The first occasion for “the walk” was the Baccalaureate service held in the high school auditorium the Sunday immediately preceding graduation. This was an occasion for a local minister to deliver a sermon and pronounce a blessing upon the graduating class. Not many of these services are conducted in present times due to the effects of liberality that has minimized the importance of Christianity in our nation. I see no evidence from any of my classmates with which I still have contact that it hurt us in the least.
The following Friday our class graduated on the football field. The stage was a flatbed trailer loaned by the L. D. Monroe family. The stage was situated so the sun was setting behind the platform. This made for a pretty sunset on that bright day to seal the serenity of the occasion, though it was hard for a time to focus on the speakers as we squinted to block out the piercing evening sun.
Joseph F. Day was the principal of Horace Maynard High School. May 27, 1983 began for our senior class with a graduation practice. Joe Day told us in “flat-out” terms, “When you walk across this stage, you will be handed a blank diploma cover.
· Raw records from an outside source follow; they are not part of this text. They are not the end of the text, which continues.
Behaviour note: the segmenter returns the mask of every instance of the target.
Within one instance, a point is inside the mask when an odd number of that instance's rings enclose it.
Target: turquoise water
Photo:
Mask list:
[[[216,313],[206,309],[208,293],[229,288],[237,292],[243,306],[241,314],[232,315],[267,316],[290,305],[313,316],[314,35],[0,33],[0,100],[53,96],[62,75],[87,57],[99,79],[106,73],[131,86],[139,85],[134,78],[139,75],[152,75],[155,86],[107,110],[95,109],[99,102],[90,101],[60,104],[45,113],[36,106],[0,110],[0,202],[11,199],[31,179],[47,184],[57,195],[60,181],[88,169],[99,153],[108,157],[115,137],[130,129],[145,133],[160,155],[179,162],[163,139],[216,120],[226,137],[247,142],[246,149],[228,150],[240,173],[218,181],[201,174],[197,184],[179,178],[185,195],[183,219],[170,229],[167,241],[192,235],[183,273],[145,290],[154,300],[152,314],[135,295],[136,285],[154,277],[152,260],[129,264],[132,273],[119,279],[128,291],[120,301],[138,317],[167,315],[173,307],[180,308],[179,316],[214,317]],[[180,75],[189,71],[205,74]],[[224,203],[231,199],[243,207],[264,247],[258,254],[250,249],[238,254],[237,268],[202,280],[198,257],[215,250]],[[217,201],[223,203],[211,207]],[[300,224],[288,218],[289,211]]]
If you want the diploma that goes inside, you will conduct yourselves appropriately.”
Thirty-five years is a long time, and while this may not be an exact quote, trust me, the meaning is intact. I could not help but be reminded of Mr. Day’s opening day speech to the entire student body when I entered Horace Maynard as an eighth grader in 1978, “If a teacher brings you to my office for discipline, the teacher is right and you are wrong.” There may have been a lot of muttering and booing, but the message was clear—we inmates would never control the asylum!
You are not graduated until you have turned in your cap and gown, returned all library books, and paid all fees. You are still a student of this school until that time, and I can and will hold your diploma as a disciplinary measure if needed.” As my former fourth grade teacher and later high school substitute said, “Mr. Day had order.”
I was pleasantly surprised to hear that the 2018 graduating class of Union County High School voted to graduate on the high school football field. It is a risk to graduate in the outdoors, as it is hard to predict what the weather will be. I wish for the Union County High School Graduating Class of 2018 a beautiful day just as we had in 1983. If God gives me health and strength, I plan to be there. As our present seniors graduate, a part of me will return in fond memory to another football field just a little way up the road, in front of another school building, where my fellow classmates and I began our journey of life.
My fondest wish for you all is that your journey may be as rewarding as mine. May you never forget where you come from and those who sacrificed so much to give you your start in life.